If new Ole Miss coach Hugh Freeze is going to get his spread offense off the ground in Oxford, he's going to have to see a lot of positive changes from his offensive line.

What entered the spring as the Rebels' most experienced unit left as arguably its weakest, as it struggled to transition to Freeze's new offense.

"The tempo of which we want to do it with caused some problems and we still have a ways to go in that adjustment period," Freeze said of his offensive line Tuesday.

[+] EnlargeRandall Mackey
AP Photo/Rogelio V. SolisRandall Mackey was a bright spot this spring for Ole Miss, contributing at quarterback, running back and as a receiver.
Ole Miss lost potential first-round pick Bobby Massie and three-year starter Bradley Sowell before spring, but watched as its returning starters struggled throughout the 15 spring practices.

Guard Matt Hall, who started 11 games at right guard last season, was missing for the first part of the spring before he eventually left the team. Fellow guard Patrick Junen, who started six games at left guard, ran with the first team at times, but continued to struggle picking up Freeze's offense throughout spring.

Rising senior A.J. Hawkins, who played in and started five games at center last year, took reps at guard, while rising junior center Evan Swindall (seven starts) was able to stay at his past position and might have been the Rebels' most consistent lineman.

Rising sophomore Aaron Morris (five starts) shined at times, while the tackle spots were filled by redshirt junior Emmanuel McCray, who missed all of last season but played in 12 games in 2010, and junior college transfer Pierce Burton.

There were bright spots here and there, but overall, Ole Miss' offensive line didn't excel. There are a lot of career games along the front five, but it'll take more than experience to get this group going before the season starts.

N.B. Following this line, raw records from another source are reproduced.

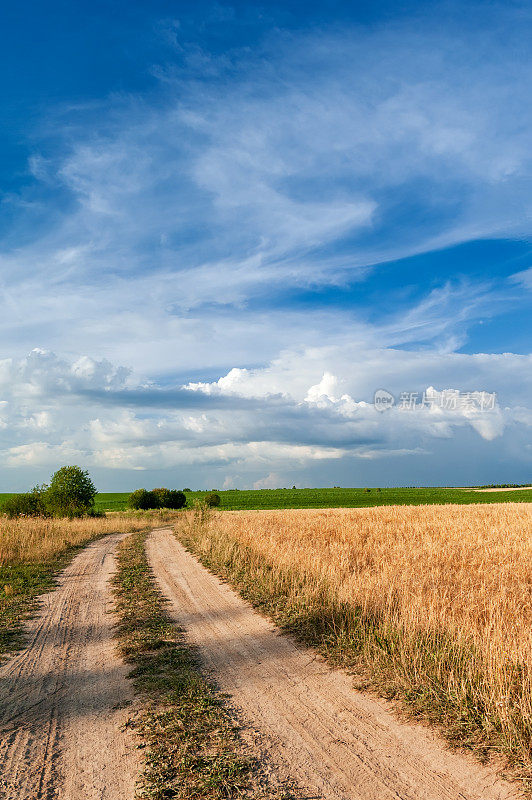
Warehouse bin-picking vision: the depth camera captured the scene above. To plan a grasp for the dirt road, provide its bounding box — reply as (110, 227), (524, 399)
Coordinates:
(0, 535), (141, 800)
(148, 529), (519, 800)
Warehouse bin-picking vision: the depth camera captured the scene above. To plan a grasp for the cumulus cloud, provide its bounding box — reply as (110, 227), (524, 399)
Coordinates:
(0, 348), (532, 488)
(0, 6), (532, 485)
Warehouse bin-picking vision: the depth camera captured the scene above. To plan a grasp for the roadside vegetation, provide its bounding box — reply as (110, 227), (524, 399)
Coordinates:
(53, 487), (532, 511)
(0, 512), (179, 658)
(114, 533), (291, 800)
(176, 504), (532, 786)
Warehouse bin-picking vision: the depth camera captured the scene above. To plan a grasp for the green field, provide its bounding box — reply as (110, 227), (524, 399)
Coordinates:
(96, 488), (532, 511)
(0, 487), (532, 511)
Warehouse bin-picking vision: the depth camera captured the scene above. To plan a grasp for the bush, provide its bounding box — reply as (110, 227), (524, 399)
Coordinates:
(152, 489), (170, 508)
(2, 489), (46, 518)
(43, 466), (96, 517)
(165, 489), (187, 508)
(128, 489), (159, 511)
(203, 492), (221, 508)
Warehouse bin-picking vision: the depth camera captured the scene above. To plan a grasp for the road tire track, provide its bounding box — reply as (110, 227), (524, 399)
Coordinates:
(0, 534), (141, 800)
(147, 529), (519, 800)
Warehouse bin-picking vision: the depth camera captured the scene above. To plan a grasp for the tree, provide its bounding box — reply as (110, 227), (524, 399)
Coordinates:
(44, 466), (96, 517)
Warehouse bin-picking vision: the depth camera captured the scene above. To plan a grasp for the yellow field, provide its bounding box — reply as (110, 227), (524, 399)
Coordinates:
(178, 503), (532, 775)
(0, 512), (174, 566)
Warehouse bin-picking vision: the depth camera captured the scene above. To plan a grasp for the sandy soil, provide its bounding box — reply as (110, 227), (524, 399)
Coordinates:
(148, 529), (519, 800)
(0, 535), (141, 800)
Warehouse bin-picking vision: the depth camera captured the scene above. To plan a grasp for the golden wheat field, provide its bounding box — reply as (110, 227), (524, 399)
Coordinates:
(178, 504), (532, 773)
(0, 512), (173, 566)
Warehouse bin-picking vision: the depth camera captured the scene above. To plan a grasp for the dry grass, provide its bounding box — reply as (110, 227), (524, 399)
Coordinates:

While Freeze was down on his offensive line, he was impressed by a couple of skill players this spring. Freeze said rising junior wide receiver Ja-Mes Logan had "the most consistent spring at wide receiver." Logan only caught 20 passes for 274 yards and zero touchdowns last season, but he's a big body who the staff hopes can be used as a deep threat in this offense.

He caught three passes for 88 yards and two touchdowns in the spring game.

Freeze was also pleased with how Randall Mackey performed, even with all the moving around he did. After being a starting quarterback for the Rebels last season, Mackey moved to wide receiver. As one of Ole Miss' best pure athletes, he took reps in the slot, as a wildcat quarterback and as a running back.

In Ole Miss' spring game, Mackey completed two passes -- both touchdowns -- for 44 yards, caught a pass for 4 yards, and carried the ball twice for 16 yards.

"He's a talented kid," Freeze said, "and I expect him to give us an added boost to the offense from playing all the many positions that he'll play."